By John Miano on May 8, 2011

The U.S. imports about 100,000 people a year on H-1B visas. The public is constantly told that this mass of labor imports represent the "Best and Brightest" in the world.

Where are the big accomplishments from those on H-1B visas?

The citations of "H-1B" accomplishments from program supporters illustrate this problem. The Wall Street Journal reported Friday that:

Supporters of the program, including high-tech firms and industry groups, say it attracts foreign talent that spawns innovation and creates jobs in the U.S. They cite former H-1B holders such as Vinod Khosla, co-founder of Sun Microsystems, and Vinod Dham, an engineer behind Intel Corp.'s Pentium chip, as proof of its value.

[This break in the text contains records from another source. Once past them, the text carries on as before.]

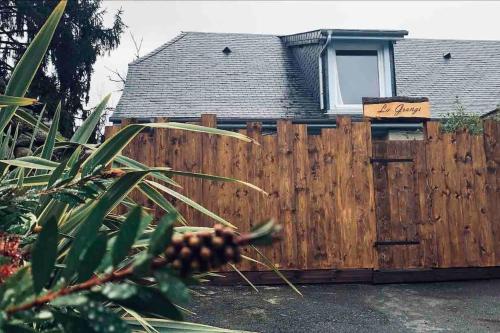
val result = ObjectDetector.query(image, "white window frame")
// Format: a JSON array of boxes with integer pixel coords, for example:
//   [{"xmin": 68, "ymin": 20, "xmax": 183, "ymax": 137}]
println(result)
[{"xmin": 326, "ymin": 40, "xmax": 393, "ymax": 114}]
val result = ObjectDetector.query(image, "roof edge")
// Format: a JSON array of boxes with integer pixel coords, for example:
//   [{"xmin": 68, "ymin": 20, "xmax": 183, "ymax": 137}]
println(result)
[
  {"xmin": 281, "ymin": 29, "xmax": 408, "ymax": 47},
  {"xmin": 129, "ymin": 32, "xmax": 188, "ymax": 66}
]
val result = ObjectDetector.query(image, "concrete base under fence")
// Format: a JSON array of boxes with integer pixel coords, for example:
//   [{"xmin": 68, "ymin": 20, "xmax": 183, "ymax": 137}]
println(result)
[{"xmin": 208, "ymin": 267, "xmax": 500, "ymax": 285}]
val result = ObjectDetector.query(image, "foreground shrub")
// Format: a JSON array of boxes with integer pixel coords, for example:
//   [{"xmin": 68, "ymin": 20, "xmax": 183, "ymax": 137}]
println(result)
[
  {"xmin": 441, "ymin": 98, "xmax": 483, "ymax": 134},
  {"xmin": 0, "ymin": 1, "xmax": 285, "ymax": 331}
]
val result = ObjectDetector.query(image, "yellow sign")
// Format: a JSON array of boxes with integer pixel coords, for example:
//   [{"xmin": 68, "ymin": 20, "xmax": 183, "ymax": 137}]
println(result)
[{"xmin": 363, "ymin": 98, "xmax": 430, "ymax": 119}]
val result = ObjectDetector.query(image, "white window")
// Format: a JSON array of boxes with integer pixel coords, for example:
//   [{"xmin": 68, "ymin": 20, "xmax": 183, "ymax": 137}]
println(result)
[{"xmin": 326, "ymin": 41, "xmax": 393, "ymax": 114}]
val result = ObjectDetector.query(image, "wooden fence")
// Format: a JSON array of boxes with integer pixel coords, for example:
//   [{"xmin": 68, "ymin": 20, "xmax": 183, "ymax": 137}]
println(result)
[{"xmin": 105, "ymin": 115, "xmax": 500, "ymax": 276}]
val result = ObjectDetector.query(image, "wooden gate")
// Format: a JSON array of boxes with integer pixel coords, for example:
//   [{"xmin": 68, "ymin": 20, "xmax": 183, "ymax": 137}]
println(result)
[{"xmin": 372, "ymin": 140, "xmax": 427, "ymax": 269}]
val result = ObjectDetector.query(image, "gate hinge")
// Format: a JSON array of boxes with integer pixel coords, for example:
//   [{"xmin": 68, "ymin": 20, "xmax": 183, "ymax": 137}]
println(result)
[
  {"xmin": 370, "ymin": 158, "xmax": 414, "ymax": 164},
  {"xmin": 374, "ymin": 240, "xmax": 420, "ymax": 247}
]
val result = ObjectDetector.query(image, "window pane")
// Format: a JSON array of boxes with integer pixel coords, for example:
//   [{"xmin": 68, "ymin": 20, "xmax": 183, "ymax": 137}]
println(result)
[{"xmin": 336, "ymin": 50, "xmax": 380, "ymax": 104}]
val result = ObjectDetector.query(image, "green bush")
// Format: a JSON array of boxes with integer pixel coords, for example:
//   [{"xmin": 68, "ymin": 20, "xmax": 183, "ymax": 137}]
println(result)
[{"xmin": 441, "ymin": 98, "xmax": 483, "ymax": 135}]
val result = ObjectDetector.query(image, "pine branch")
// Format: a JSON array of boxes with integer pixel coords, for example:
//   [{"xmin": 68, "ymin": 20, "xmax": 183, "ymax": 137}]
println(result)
[{"xmin": 5, "ymin": 223, "xmax": 279, "ymax": 315}]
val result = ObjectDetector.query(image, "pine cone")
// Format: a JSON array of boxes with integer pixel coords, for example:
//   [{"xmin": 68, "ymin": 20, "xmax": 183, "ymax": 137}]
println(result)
[{"xmin": 164, "ymin": 225, "xmax": 241, "ymax": 277}]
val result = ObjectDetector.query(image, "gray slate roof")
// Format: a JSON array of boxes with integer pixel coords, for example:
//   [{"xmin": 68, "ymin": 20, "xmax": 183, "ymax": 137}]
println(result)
[
  {"xmin": 113, "ymin": 31, "xmax": 500, "ymax": 120},
  {"xmin": 394, "ymin": 38, "xmax": 500, "ymax": 117},
  {"xmin": 114, "ymin": 32, "xmax": 318, "ymax": 120}
]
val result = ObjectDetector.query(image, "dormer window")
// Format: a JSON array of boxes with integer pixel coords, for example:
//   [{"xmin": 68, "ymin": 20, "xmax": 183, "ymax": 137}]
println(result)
[
  {"xmin": 326, "ymin": 41, "xmax": 393, "ymax": 113},
  {"xmin": 335, "ymin": 50, "xmax": 380, "ymax": 104}
]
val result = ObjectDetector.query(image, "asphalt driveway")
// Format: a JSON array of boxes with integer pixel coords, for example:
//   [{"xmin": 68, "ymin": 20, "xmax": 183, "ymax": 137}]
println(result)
[{"xmin": 188, "ymin": 279, "xmax": 500, "ymax": 333}]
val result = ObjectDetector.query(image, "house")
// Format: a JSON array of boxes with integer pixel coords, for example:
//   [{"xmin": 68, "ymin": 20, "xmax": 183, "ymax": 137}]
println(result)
[
  {"xmin": 481, "ymin": 108, "xmax": 500, "ymax": 120},
  {"xmin": 112, "ymin": 29, "xmax": 500, "ymax": 134}
]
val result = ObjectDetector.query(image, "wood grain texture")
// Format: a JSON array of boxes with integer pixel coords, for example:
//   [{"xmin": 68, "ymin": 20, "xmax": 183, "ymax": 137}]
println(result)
[
  {"xmin": 483, "ymin": 120, "xmax": 500, "ymax": 265},
  {"xmin": 277, "ymin": 120, "xmax": 298, "ymax": 270},
  {"xmin": 104, "ymin": 116, "xmax": 500, "ymax": 273}
]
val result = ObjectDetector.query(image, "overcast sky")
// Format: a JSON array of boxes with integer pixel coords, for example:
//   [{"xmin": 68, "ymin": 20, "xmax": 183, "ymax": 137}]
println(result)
[{"xmin": 90, "ymin": 1, "xmax": 500, "ymax": 110}]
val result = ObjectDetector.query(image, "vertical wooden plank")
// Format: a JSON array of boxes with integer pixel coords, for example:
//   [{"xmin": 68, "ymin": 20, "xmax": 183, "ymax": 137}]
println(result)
[
  {"xmin": 293, "ymin": 124, "xmax": 309, "ymax": 269},
  {"xmin": 201, "ymin": 114, "xmax": 217, "ymax": 227},
  {"xmin": 361, "ymin": 120, "xmax": 377, "ymax": 268},
  {"xmin": 321, "ymin": 128, "xmax": 341, "ymax": 267},
  {"xmin": 262, "ymin": 134, "xmax": 281, "ymax": 268},
  {"xmin": 182, "ymin": 123, "xmax": 203, "ymax": 225},
  {"xmin": 413, "ymin": 138, "xmax": 437, "ymax": 268},
  {"xmin": 397, "ymin": 142, "xmax": 421, "ymax": 268},
  {"xmin": 152, "ymin": 117, "xmax": 169, "ymax": 219},
  {"xmin": 350, "ymin": 121, "xmax": 375, "ymax": 268},
  {"xmin": 442, "ymin": 131, "xmax": 467, "ymax": 267},
  {"xmin": 425, "ymin": 121, "xmax": 452, "ymax": 267},
  {"xmin": 137, "ymin": 131, "xmax": 155, "ymax": 209},
  {"xmin": 471, "ymin": 131, "xmax": 495, "ymax": 266},
  {"xmin": 231, "ymin": 129, "xmax": 251, "ymax": 271},
  {"xmin": 484, "ymin": 120, "xmax": 500, "ymax": 265},
  {"xmin": 307, "ymin": 134, "xmax": 329, "ymax": 269},
  {"xmin": 455, "ymin": 130, "xmax": 480, "ymax": 267},
  {"xmin": 104, "ymin": 124, "xmax": 120, "ymax": 140},
  {"xmin": 335, "ymin": 116, "xmax": 356, "ymax": 268},
  {"xmin": 277, "ymin": 120, "xmax": 297, "ymax": 270},
  {"xmin": 215, "ymin": 134, "xmax": 233, "ymax": 221},
  {"xmin": 121, "ymin": 118, "xmax": 142, "ymax": 211},
  {"xmin": 385, "ymin": 144, "xmax": 405, "ymax": 268},
  {"xmin": 246, "ymin": 123, "xmax": 264, "ymax": 270},
  {"xmin": 372, "ymin": 141, "xmax": 392, "ymax": 269},
  {"xmin": 120, "ymin": 118, "xmax": 134, "ymax": 159},
  {"xmin": 168, "ymin": 126, "xmax": 189, "ymax": 219},
  {"xmin": 153, "ymin": 117, "xmax": 168, "ymax": 167}
]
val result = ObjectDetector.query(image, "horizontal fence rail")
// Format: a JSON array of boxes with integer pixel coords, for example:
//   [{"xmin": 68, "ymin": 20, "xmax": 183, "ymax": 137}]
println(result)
[{"xmin": 105, "ymin": 115, "xmax": 500, "ymax": 273}]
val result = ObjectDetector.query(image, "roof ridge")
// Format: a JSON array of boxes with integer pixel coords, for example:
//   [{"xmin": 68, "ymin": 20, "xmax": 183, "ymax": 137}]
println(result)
[
  {"xmin": 403, "ymin": 37, "xmax": 500, "ymax": 43},
  {"xmin": 130, "ymin": 32, "xmax": 188, "ymax": 66},
  {"xmin": 181, "ymin": 31, "xmax": 278, "ymax": 37}
]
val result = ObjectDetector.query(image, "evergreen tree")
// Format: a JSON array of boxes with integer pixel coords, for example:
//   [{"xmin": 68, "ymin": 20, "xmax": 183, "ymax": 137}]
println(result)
[{"xmin": 0, "ymin": 0, "xmax": 125, "ymax": 139}]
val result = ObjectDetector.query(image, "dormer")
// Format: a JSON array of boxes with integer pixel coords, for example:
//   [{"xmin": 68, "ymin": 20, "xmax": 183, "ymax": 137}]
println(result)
[{"xmin": 282, "ymin": 29, "xmax": 408, "ymax": 114}]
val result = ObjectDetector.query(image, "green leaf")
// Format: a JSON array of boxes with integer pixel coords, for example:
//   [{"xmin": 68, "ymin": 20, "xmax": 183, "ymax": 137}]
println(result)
[
  {"xmin": 46, "ymin": 158, "xmax": 68, "ymax": 188},
  {"xmin": 14, "ymin": 108, "xmax": 64, "ymax": 142},
  {"xmin": 131, "ymin": 251, "xmax": 154, "ymax": 276},
  {"xmin": 31, "ymin": 217, "xmax": 58, "ymax": 294},
  {"xmin": 75, "ymin": 233, "xmax": 108, "ymax": 283},
  {"xmin": 127, "ymin": 319, "xmax": 247, "ymax": 333},
  {"xmin": 71, "ymin": 94, "xmax": 110, "ymax": 144},
  {"xmin": 166, "ymin": 170, "xmax": 267, "ymax": 195},
  {"xmin": 100, "ymin": 283, "xmax": 137, "ymax": 301},
  {"xmin": 0, "ymin": 95, "xmax": 37, "ymax": 107},
  {"xmin": 63, "ymin": 171, "xmax": 151, "ymax": 280},
  {"xmin": 80, "ymin": 300, "xmax": 131, "ymax": 333},
  {"xmin": 0, "ymin": 267, "xmax": 34, "ymax": 308},
  {"xmin": 3, "ymin": 174, "xmax": 50, "ymax": 187},
  {"xmin": 15, "ymin": 167, "xmax": 24, "ymax": 187},
  {"xmin": 166, "ymin": 170, "xmax": 268, "ymax": 195},
  {"xmin": 137, "ymin": 182, "xmax": 183, "ymax": 216},
  {"xmin": 1, "ymin": 324, "xmax": 36, "ymax": 333},
  {"xmin": 52, "ymin": 310, "xmax": 94, "ymax": 333},
  {"xmin": 109, "ymin": 285, "xmax": 182, "ymax": 321},
  {"xmin": 81, "ymin": 122, "xmax": 254, "ymax": 177},
  {"xmin": 246, "ymin": 220, "xmax": 280, "ymax": 246},
  {"xmin": 111, "ymin": 206, "xmax": 152, "ymax": 267},
  {"xmin": 116, "ymin": 154, "xmax": 180, "ymax": 188},
  {"xmin": 148, "ymin": 213, "xmax": 176, "ymax": 256},
  {"xmin": 0, "ymin": 0, "xmax": 67, "ymax": 133},
  {"xmin": 0, "ymin": 126, "xmax": 12, "ymax": 159},
  {"xmin": 28, "ymin": 105, "xmax": 45, "ymax": 152},
  {"xmin": 147, "ymin": 179, "xmax": 236, "ymax": 229},
  {"xmin": 40, "ymin": 102, "xmax": 61, "ymax": 161},
  {"xmin": 0, "ymin": 156, "xmax": 60, "ymax": 170},
  {"xmin": 51, "ymin": 294, "xmax": 89, "ymax": 307},
  {"xmin": 155, "ymin": 269, "xmax": 190, "ymax": 305}
]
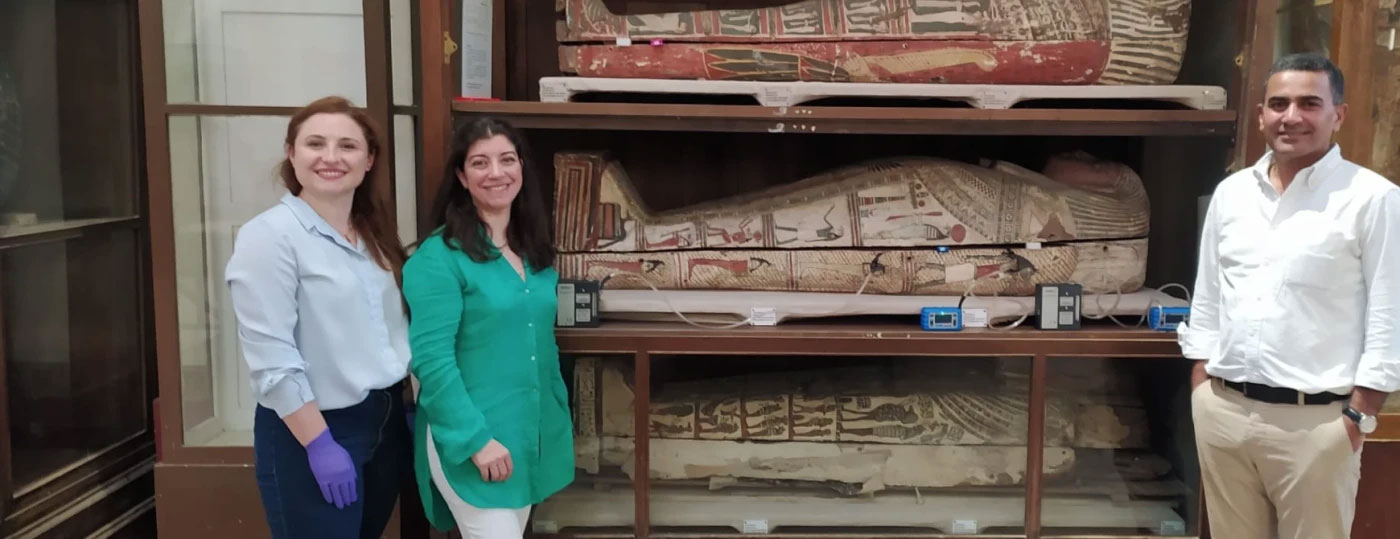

Sun was started in 1982. Dham started at intel in the late 1970s. The H-1B visa program started in 1991.

These alleged H-1B stars never had H-1B visas.

While on the Wall Street Journal article, it discusses the decline in the number of H-1B visas in recent years. However, it never mentions "optional practical training" or OPT. Until recently, DHS permitted people on student visas to work under OPT for one year after they graduated. In 2008, DHS changed its regulations to allow people in technology fields to work for up to 29-months (with 35 months possible for fall graduates).

DHS's regulatory-created OPT guestworker program not only permits people who are not students to work on student visas, but also does so without any worker protections whatsoever. DHS does not require these workers to be paid at all, let alone the prevailing wage.

Under OPT, employers have:

  • A work period nearly as long as for an H-1B visa

  • No requirements to pay the prevailing wage

  • No requirements to protect domestic workers.

Yet no mention of this new source of labor in the WSJ piece.